2. The apple leaf lesion recognition method based on multi-feature fusion and convolutional neural network of claim 1, wherein the specific operation step of optimizing the weight parameters of the convolutional layer using gradient descent method in step S35 comprises,

s361: randomly initializing weight parameters of a network model;

s362: calculating an error between the output value calculated by the model and the true value;

s363: carrying out weight adjustment on each neuron generating errors, and reducing error values;

s364: and repeating the iteration until the optimal value of the network weight is obtained.

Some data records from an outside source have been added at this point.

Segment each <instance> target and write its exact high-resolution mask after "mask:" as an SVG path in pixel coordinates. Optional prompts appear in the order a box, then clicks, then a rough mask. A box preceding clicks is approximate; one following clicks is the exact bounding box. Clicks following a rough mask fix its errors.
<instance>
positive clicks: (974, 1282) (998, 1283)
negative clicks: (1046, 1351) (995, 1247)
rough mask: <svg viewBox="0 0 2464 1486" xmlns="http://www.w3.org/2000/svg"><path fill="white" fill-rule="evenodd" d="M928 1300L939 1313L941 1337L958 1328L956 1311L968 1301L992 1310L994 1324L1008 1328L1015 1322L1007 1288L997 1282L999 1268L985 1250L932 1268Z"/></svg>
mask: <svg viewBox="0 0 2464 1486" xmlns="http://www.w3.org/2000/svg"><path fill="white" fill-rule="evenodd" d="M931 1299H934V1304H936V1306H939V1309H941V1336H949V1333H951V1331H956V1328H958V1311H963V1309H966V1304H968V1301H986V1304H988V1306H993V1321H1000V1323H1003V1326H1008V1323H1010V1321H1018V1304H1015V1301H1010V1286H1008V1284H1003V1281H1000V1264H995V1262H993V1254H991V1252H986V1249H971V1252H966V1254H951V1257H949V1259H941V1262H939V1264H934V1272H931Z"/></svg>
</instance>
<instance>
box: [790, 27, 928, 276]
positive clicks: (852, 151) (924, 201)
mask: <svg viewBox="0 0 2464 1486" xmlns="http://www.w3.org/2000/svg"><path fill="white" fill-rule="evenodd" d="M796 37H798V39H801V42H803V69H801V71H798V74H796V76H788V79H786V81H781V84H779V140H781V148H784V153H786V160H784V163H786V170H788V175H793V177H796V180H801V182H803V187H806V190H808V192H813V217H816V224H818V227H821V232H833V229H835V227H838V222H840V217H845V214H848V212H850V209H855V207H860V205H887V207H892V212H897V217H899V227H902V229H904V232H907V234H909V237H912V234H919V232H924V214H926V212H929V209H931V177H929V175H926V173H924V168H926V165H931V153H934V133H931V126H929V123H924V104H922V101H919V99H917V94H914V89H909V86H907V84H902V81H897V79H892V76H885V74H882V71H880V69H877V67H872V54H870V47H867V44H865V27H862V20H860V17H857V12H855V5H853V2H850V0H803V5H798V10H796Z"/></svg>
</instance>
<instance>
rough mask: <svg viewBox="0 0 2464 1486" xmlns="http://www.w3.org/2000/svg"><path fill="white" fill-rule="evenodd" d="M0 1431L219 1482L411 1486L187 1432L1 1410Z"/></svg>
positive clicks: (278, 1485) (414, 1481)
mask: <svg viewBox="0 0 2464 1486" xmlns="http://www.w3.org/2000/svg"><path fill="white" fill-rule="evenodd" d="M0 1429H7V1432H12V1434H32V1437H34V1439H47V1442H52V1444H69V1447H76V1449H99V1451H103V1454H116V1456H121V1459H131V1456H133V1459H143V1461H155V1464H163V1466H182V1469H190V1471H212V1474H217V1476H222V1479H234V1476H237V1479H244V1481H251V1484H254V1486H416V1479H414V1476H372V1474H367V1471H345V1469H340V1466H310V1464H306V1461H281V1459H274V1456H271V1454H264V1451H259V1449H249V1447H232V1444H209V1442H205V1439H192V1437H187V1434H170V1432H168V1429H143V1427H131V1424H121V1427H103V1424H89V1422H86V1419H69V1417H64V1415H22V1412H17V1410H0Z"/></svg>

3. The apple leaf disease identification method based on multi-feature fusion and convolutional neural network of claim 2, wherein the method is characterized by: in step S4, according to the final output result of the convolutional neural network model, the specific operation of identifying the disease category of the apple leaf comprises: the characteristic map after the global pooling layer operation processing is subjected to identification classification on the image by using a Softmax classifier, wherein an identification calculation formula is as followsWherein w is _i Weights connecting the plurality of neurons in the fully connected layer with i output neurons of the Softmax classifier.